I gasped in surprise. I had never seen Jenna like this before. Sure, I knew she was tough and didn’t take crap from anyone, but this was a whole new Jenna altogether. She gripped him by the arm and twisted it up behind his back.

“Okay, okay!” he cried out, suddenly not looking so scary after all.

“Now you listen here, Roy. You sit down, and you wait for security to get here before I break this arm of yours, okay?” she snapped fiercely.

He sat down on the floor, looking up at Jenna with his hands out placatingly, a small drip of blood coming from his now red and swollen nose.

I looked around the hallway, shock and awe all rolled up into one. Was I dreaming? Was this a hallucination because I was so tired? The sound of booted feet stomping toward us had me looking up, and I watched as three security guards helped get the man—Roy—up.

“You okay?” one of them asked Jenna as they led him away.

“Of course,” she laughed, like that experience hadn’t terrified her. “Belle, come and help me with this,” Jenna said as she made her way to the fallen stretcher.

“First of all, what was that!” I said, still in shock. I grabbed one side of the stretcher that had been tipped over and we pulled it upright altogether. “And secondly, who was that? And who are you, for that matter!”

Jenna shook her head. “That there was Roy Milligan. Hot-headed, red-blooded, trouble-causing, no good man. That’s who that was. Always ends in up in here when he’s had a little too much to drink and is worse for wear. Probably got into a bar fight before passing out and waking up here.”

“So he was just a drunk?” I said, dragging a hand down my tired face.

“Yes, just a drunk. A drunk that likes to take his problems out on other people when it suits him.”

I let her words sink in for a moment. “But you were…” I threw my hands up in exasperation. “Who are you?” I finally laughed.

“I’m still Jenna. But here I’mJenna who has to deal with distasteful individualssometimes.”

I was still staring at her, waiting for more of an explanation to the little She-Ra scene she’d just pulled on me. My godmother Jenna didn’t take crap from anyone, but she was also loving and kind, gentle and giving. I had never seen her hit someone—let alone a patient—in all my life. And since she’d brought me up from the age of three, that was a long time. Sixteen years, to be precise.

Jenna chuckled and patted my arm. “Belle, sometimes, people just need to be put in their place.”

“But you’re a nurse. You don’t go around punching your patients in the nose!” I snorted on a laugh. “He came here for help, not to get more injured.”

“People like him don’t get the nice treatment, Belle. They get the this-is-all-you’re-getting treatment, which consists of sticking a Band-Aid on whatever he’s done to himself while drunk or high and sending him on his way. Trust me, he doesn’t deserve your sympathy.”

“Maybe he just needs help,” I suggested, ignoring the scathing look she gave me. “Everyone needs help at times.”

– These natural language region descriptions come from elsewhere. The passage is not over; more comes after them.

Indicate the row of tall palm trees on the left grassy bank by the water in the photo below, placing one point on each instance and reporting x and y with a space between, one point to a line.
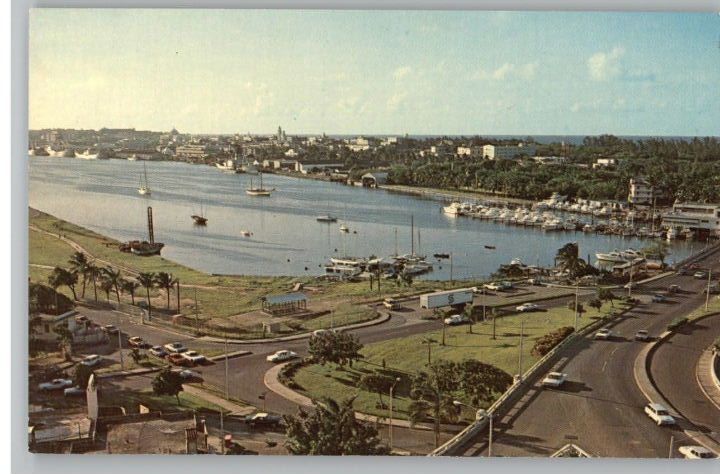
82 270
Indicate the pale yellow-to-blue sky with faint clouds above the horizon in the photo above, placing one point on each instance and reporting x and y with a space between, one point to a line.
376 72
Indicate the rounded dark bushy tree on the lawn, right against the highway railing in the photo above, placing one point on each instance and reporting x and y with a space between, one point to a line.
480 382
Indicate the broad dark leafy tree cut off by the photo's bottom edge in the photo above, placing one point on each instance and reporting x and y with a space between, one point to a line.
331 430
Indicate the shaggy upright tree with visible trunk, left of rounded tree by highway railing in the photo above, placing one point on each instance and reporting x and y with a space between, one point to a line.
432 394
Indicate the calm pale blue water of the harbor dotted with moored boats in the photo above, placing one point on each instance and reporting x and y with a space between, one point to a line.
102 195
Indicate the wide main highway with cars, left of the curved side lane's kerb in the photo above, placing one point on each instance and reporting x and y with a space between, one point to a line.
601 408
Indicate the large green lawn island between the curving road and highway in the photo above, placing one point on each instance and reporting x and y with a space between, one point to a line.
406 356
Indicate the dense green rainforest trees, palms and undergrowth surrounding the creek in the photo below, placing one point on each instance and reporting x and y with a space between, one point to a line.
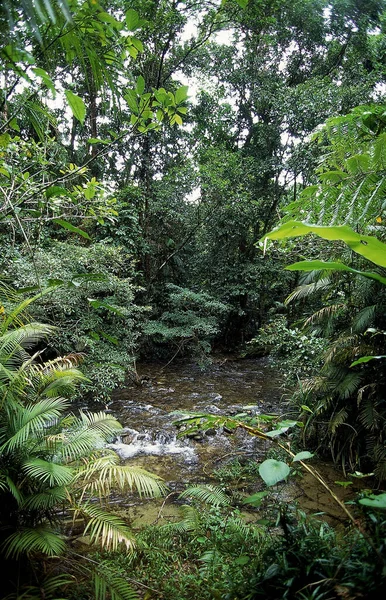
187 179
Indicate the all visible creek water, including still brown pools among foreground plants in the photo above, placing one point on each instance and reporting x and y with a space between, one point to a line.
149 438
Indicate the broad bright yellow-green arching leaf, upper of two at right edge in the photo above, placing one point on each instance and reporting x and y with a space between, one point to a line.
365 245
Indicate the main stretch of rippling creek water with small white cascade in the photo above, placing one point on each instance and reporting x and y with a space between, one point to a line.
147 412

“Not him. He’s not a nice man and does not deserve your pity.”

I frowned. I’d never known Jenna to be so cold about another person. I was discovering all kinds of new things today—like my godmother was a badass. A cruel badass, but a badass all the same.

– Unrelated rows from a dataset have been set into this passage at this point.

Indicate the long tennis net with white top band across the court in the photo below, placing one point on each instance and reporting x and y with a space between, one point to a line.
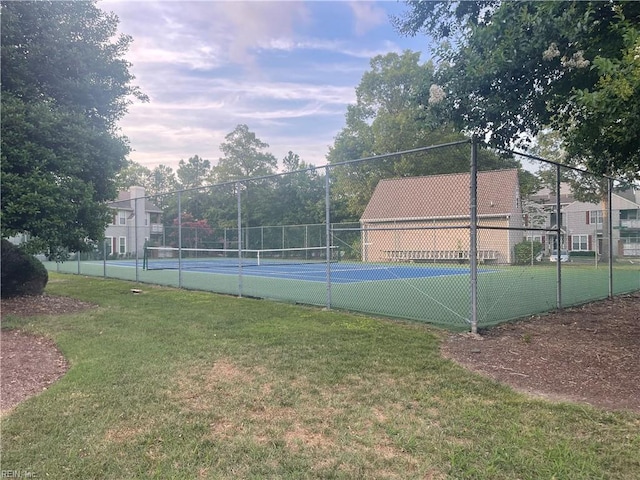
160 258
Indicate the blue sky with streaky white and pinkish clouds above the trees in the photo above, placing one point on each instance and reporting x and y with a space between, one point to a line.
286 69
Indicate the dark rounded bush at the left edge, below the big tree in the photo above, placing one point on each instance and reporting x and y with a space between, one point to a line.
22 274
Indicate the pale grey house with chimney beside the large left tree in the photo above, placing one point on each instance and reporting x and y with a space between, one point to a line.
135 221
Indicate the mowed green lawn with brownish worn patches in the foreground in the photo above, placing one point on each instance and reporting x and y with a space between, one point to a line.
182 384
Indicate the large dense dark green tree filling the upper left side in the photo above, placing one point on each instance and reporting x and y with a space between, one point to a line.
65 84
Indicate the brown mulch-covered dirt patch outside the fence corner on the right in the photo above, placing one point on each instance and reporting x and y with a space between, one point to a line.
585 354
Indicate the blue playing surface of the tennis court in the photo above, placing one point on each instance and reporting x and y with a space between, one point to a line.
341 272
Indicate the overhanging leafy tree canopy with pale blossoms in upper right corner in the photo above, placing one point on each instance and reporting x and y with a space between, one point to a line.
510 69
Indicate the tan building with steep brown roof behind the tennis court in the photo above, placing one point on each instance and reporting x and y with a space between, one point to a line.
427 219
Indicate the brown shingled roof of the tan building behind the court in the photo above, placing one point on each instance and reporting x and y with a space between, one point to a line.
442 196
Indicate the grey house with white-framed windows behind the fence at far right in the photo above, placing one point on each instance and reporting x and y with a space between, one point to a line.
582 227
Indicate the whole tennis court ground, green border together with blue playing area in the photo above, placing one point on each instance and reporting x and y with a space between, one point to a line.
437 294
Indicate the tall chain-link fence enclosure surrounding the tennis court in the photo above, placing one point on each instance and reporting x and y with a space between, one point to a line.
455 235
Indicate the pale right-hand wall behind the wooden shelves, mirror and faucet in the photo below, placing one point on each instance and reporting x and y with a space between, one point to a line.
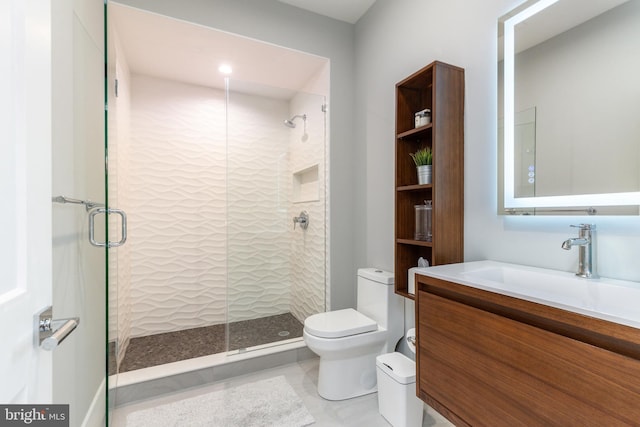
396 38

“I’m just saying…” I continued.

Jenna turned to me with a scowl. “Not everyone is good, Belle, and you need to figure that out quickly. Some people are just bad through and through, right down to their bones. But we still do our job as well as we do with everyone else. We patch them up and send them on their way and we see them again the next time they hurt themselves. We just don’t have to wear a smile on our faces with the assholes. Look, what I’m saying is, we don’t have to like every patient—or every person, for that matter. We just have to make sure that we help make them better and send them back on their way.”

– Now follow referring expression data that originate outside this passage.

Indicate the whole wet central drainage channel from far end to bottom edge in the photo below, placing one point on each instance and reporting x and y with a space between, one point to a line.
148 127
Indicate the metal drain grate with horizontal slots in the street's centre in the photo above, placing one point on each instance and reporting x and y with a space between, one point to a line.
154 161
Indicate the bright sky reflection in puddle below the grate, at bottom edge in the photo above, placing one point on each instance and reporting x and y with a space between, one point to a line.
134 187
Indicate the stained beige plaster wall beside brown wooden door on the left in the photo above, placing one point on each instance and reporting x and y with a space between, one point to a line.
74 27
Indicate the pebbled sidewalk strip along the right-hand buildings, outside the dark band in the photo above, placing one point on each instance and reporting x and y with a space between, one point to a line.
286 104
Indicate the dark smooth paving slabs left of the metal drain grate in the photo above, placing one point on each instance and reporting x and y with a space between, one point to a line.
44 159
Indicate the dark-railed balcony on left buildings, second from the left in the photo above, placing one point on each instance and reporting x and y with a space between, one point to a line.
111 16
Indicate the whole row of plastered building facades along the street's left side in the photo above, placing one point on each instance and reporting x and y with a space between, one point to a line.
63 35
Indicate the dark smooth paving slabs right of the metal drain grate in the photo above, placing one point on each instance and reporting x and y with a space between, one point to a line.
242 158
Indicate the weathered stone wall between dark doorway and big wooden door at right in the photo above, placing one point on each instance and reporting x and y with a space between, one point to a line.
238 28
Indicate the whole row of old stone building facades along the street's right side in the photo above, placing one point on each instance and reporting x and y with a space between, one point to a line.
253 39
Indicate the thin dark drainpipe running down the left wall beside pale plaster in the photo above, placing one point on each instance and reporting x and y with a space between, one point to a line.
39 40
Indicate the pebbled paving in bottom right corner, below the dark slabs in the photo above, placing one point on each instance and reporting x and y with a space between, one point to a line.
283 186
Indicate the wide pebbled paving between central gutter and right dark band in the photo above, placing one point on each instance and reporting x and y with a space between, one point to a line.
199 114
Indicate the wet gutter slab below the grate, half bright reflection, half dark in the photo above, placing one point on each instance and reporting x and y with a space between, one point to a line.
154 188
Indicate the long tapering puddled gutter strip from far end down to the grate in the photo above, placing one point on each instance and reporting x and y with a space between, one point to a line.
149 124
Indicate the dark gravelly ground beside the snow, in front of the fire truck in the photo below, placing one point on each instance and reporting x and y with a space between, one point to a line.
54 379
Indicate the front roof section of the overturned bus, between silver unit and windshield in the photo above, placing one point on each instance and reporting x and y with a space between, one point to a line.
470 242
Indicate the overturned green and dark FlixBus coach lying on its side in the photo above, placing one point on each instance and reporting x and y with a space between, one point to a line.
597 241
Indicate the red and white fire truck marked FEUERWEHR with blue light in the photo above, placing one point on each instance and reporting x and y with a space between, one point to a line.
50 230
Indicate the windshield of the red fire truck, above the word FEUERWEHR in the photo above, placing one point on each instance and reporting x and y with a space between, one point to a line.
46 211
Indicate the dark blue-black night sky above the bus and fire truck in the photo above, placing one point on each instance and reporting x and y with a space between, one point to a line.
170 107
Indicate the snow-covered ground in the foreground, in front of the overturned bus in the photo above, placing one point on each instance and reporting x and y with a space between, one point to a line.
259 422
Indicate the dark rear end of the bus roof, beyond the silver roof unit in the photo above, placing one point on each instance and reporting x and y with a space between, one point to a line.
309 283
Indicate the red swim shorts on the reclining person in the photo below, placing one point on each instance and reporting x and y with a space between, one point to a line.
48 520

We headed back into the break room, but just as we reached the doorway, Jenna’s beeper went off. She checked it and sighed.

“I’m needed with a patient.” She paused, giving me a thoughtful look. “Come on, you can help out too. Let me show you how pointless your pity is on some people.”

A chill ran down my spine at her words, but I nodded okay. There wasn’t anything she could show me that would make me believe that someone didn’t deserve pity and understanding, or even respect. People could be shitty human beings—I knew that more than most—but everyone deserved a second chance, didn’t they?